PC World have run an article reporting that a Dutch court has dismissed a case brought by Dutch anti-piracy group BRIEN, saying that privacy laws protecting bank account holders are more important than providing information to identify potential defendants in an alleged copyright infringement caase. The ruling by the Amsterdam district court favoured ING Bank, saying that that the bank does not have to reveal who has access to a bank account, whose number is posted on the website FTD World
PC World explain
“FTD World, at ftdworld.net, is a Usenet-indexing website that lists links to binary files posted on Usenet. It also provides files in the NZB format listing that allows users to download the posted files more easily. By doing this, the site provides access to copyrighted entertainment files including books, movies, music, games, and software without the permission of the copyright holders, according to Dutch anti-piracy foundation BREIN.”
Unsurprisingly BREIN, which represents authors, artists, publishers, producers and distributors of music, film, games, interactive software and books, wanted the court to force ING to reveal who is behind a bank account and was receiving donations made via the site: BREIN had previously been unable to track down the domain name registrant and had received no reply to a letter sent to the Russian hosting provider. The only information BREIN had was that the bank account number belonged to a woman, identified only as "[F]" by the court, who was born in 1927 (so was an unlikely 90 year old file sharing platform owner) and who had moved to Suriname in 2009. ING admitted that someone else was authorized to use the account on the woman's behalf, but added that Dutch data protection law prevented the bank from revealing this person's or persons' identity. The Bank, however, did reveal that the women's debit card was used for cash withdrawals in the northern part of Amsterdam between February 4 and February 18. BREIN had asked the court to order revelation of any other names, phone numbers, email addresses, and postal addresses linked to the bank account.

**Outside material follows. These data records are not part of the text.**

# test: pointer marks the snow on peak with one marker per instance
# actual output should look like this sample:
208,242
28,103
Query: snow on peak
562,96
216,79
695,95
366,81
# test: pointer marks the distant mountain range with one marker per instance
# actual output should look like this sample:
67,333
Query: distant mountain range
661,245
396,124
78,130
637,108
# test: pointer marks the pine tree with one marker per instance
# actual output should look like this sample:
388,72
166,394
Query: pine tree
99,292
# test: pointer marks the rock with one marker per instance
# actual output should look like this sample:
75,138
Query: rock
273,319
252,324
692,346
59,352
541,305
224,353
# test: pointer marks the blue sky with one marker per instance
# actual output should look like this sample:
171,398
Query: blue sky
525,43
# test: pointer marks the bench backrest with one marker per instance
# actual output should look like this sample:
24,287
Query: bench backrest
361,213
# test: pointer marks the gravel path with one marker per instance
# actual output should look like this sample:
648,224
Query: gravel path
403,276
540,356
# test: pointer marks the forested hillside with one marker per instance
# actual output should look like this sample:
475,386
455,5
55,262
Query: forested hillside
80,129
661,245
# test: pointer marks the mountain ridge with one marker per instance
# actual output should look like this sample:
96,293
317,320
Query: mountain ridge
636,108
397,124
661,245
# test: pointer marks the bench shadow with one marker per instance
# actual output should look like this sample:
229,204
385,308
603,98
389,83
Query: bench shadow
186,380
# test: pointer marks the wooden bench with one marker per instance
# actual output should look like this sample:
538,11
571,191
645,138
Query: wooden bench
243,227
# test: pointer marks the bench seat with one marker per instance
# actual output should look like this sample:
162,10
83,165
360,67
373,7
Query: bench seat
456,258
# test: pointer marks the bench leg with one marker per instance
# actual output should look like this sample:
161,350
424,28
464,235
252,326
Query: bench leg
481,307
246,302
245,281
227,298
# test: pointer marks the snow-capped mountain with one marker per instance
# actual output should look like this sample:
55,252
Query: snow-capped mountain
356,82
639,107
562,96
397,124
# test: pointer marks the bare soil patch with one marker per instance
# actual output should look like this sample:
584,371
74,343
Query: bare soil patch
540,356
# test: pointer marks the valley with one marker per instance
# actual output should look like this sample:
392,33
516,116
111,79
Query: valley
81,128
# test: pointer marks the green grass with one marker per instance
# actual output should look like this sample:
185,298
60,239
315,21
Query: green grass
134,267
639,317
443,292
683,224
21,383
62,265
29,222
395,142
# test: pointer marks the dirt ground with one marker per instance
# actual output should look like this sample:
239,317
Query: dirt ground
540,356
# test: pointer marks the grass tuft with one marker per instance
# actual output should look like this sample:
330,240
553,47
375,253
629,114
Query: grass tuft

In dismissing BREIN's claims, the court noted that ING were not instrumental in the alleged copyright infringement by FTD World, and only provides bank transactions, which are not essential to the potenttail copyright infringements, with Judge Sj.A. Rullmann saying "There is no relationship between ING Bank and copyright infringement" and put the onus on BREIN to so more to trace the person behind the site, noting that BREIN didn't even try to write to the woman attempt to trace her. Judge Rullmann held that all bank clients should be able to trust their banks, and client data should only be communicated in very exceptional circumstances. Further IF that data should be shared, it should be into ‘safe hands’. The Judge did note that BREIN could also have filed a criminal complaint.
BREIN were ordered to pay £1,800 (€2,100) t cover ING's costs (litigation fees).